Women living in Niger face great adversity due to a lack of education, a prevalence in child marriages, and challenges stemming from conflict. Fortunately, many women are taking steps to ensure a better future for their daughters.
Women and girls in Niger are some of the least educated in the world. Less than a quarter are literate and less than a tenth ever attend secondary school. This is a big deal considering that attending secondary school for a year can mean as much as a 25 percent increase in a woman’s earnings later in life.
Niger has the highest rate of child marriages in the world. Three in four girls under the age of 18 are married.
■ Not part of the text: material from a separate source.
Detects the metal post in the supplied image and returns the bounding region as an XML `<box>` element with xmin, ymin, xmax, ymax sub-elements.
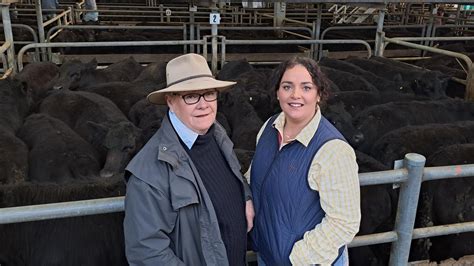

The legal age for marriage in Niger is 15, but various women’s organizations and groups are hoping for the passage of a proposed law that would change the legal age to 18 years.
Aminata Gba Kamara, aged 19, said “Girls in our country need so many things. They need psychological support, they need counseling. Their esteem is very low.” Many women think husbands are needed for protection, and life outside the home is not given much thought, said Kamara.
Protection is a real concern for many, as conflict is a daily fact of life. In the past three years, over 100,000 women and girls have been forced to leave their homes in order to flee from violence perpetrated by the Boko Haram. There are shelters and places of refuge, but women forced into seeking these often fall victim to a cycle of poverty. Most women fleeing from Boko Haram have been traumatized by physical and sexual violence. There is a normalization of discrimination and violence against women and girls on a daily basis.
Even with all these challenges, there are feasible solutions and women’s empowerment in Niger is a large part of it. Change is being implemented from the ground up, and youth are driving it forward. Campaigns have been formed to raise awareness about the issue and boost the self-esteem of women and girls. Tackling the problem of child marriage is important for Niger, as it will increase the number of citizens attending school rather than staying at home.
There are rays of hope for women’s financial empowerment in Niger as well. For instance, a recent push by CARE to help Nigerien women become financially independent via combined insurance policies and female financial groups has been fruitful. The savings groups, called Village Savings and Loan Associations have been a major factor behind women’s financial empowerment, and serves as a base for improving inclusion, health, nutrition, and agricultural productivity.